SABOC: Journal Publication Announcement

Title: Concept placement using BERT trained by transforming and summarizing biomedical ontology structure

Authors: Hao Liu, Yehoshua Perl, James Geller

Journal: Journal of Biomedical Informatics Volume 112, December 2020, 103607

URL: https://www.sciencedirect.com/science/article/pii/S1532046420302355

Introduction to the General Area:

Modern medicine relies on standardized catalogs of medical terms. These catalogs are called ontologies. Terms with the same meaning (for example, "cardiac arrest" has the same meaning as "myocardial infarction") are collected together and each such collection is called a "concept."

Concepts may be very general ("disease") or very specific ("Left Anterior Descending Occlusion") or anything in between. The power of ontologies that distinguishes them from dictionaries is that every concept is connected to one or more other concepts that are "minimally" more general. This can be written as a text triple ("cardiac arrest," "is a kind of," "heart disease") or visualized as an arrow from a text box "cardiac arrest" to a text box "heart disease." Such an arrow is commonly called an IS-A link, and one can read the above example as "cardiac arrest IS-A heart disease." Combining many such triples together results in a complex network of text boxes and arrows (Figure 1). For example by adding a triple "heart disease IS-A disease," a network from "Left Anterior Descending Occlusion" to "disease" is created.

Figure 1: Two "concept IS-A concept" triples are combined into a simple network.

A medical ontology is only widely useful if it is large, which means it contains hundreds of thousands of concepts. This makes it extremely difficult for anybody but its creator(s) to understand its general structure and to know "what is where." At a certain size, even its creators will start to struggle with orientation and comprehension.

The problem is complicated by the fact that every year (and for some ontologies several times a year) updates are provided for two reasons: (1) New concepts need to be included. There was no COVID-19 in summer 2019, and (2) structural inconsistencies and content errors are found by users and need to be corrected. For the SNOMED CT ontology with over 350,000 concepts there are new releases twice a year. The process of including new concepts at their correct places in SNOMED CT is extremely difficult and requires an expert who is familiar with medicine and the theory of ontologies. Thus, there is a desire to provide software tools that correctly suggest where to place many or most new concepts in a new release of SNOMED CT. It is easier for an expert to accept or reject such a suggested placement than to determine a placement without any support. This is the topic of our research.
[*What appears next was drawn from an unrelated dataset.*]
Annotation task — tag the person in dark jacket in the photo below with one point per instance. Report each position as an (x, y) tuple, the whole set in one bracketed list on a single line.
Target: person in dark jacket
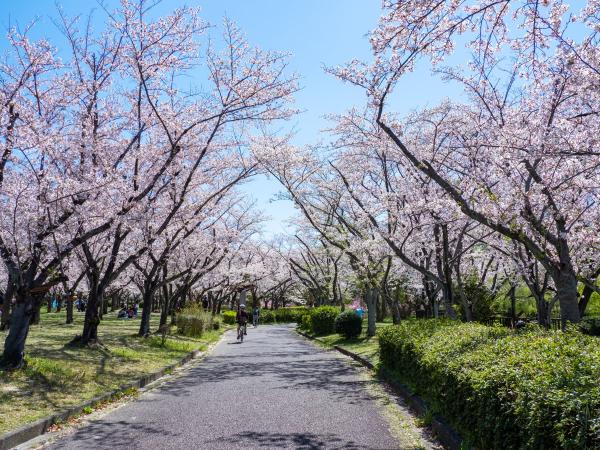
[(242, 318)]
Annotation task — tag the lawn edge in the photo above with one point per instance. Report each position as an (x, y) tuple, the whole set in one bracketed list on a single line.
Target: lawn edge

To achieve a better visual intuition, new concepts are often called "children," and the concepts under which they are placed are called "parents," just like in a genealogy. In other words, our research deals with finding parent concepts for new child concepts, or, as a concrete example, should we place "COVID-19" under the concept "viral disease" or under the concept "virus"?

Summary of the Research:

This paper proposes a method to automatically predict the presence of IS-A relationships between a new concept and pre-existing concepts based on the language representation model BERT that was developed and made widely available by Google. BERT is a machine learning program, which means it can be trained with known, correct data (= training data) to make predictions about new data. BERT's main application is to predict whether a sentence B makes sense immediately after a sentence A (Next Sentence Prediction).

Our method converts the neighborhood network of a concept into “sentences,” which means we are working with the textual representation of triples. Then we use BERT’s capability of predicting the adjacency of two sentences. Whenever the sentence representation of an existing concept is predicted by BERT to be the next sentence after the sentence representation of a new concept" then the system will propose to the user to place an IS-A link from this new concept to this existing concept. With this, the placement of the new concept in SNOMED CT has been found. (This is a simplification because a concept could have several parents.)

Our method is successful, but we will now present a further improvement. To augment our method’s performance, we refined the training data by employing an ontology summarization technique. Ontology summarization has been a specialty of the SABOC team since the 1990s.

We trained our BERT model with the two largest hierarchies of the SNOMED CT 2017 July release and applied it to predicting the parents of new concepts added in the SNOMED CT 2018 January release. Thus we could compare our results with the actual placement of concepts in the new release to compute how successful our method is. The results showed that the trained BERT model achieved an average F1 score (a measure of success between 0 and 1) of 0.87 in testing with 8,574 concept pairs containing 2005 new concepts in the Clinical Finding hierarchy of SNOMED CT.

The average F1 score in testing with 3,908 concept pairs containing 911 new concepts for the Procedure hierarchy was 0.82. Furthermore, we employed the SABOC Area Taxonomy summarization technique to refine the training data. This resulted in a higher Recall (another measure of success between 0 and 1). Ontology curators can benefit from this high Recall since it indicates that the trained model will propose a higher ratio of proper parents for a given concept.

The proposed method can not only identify potential parents of a new concept but also filter out irrelevant concepts, reducing the number of improper placement choices for a concept. Therefore, the proposed method can save ontology maintenance staff time and effort that would be needed to search for those parent concepts manually.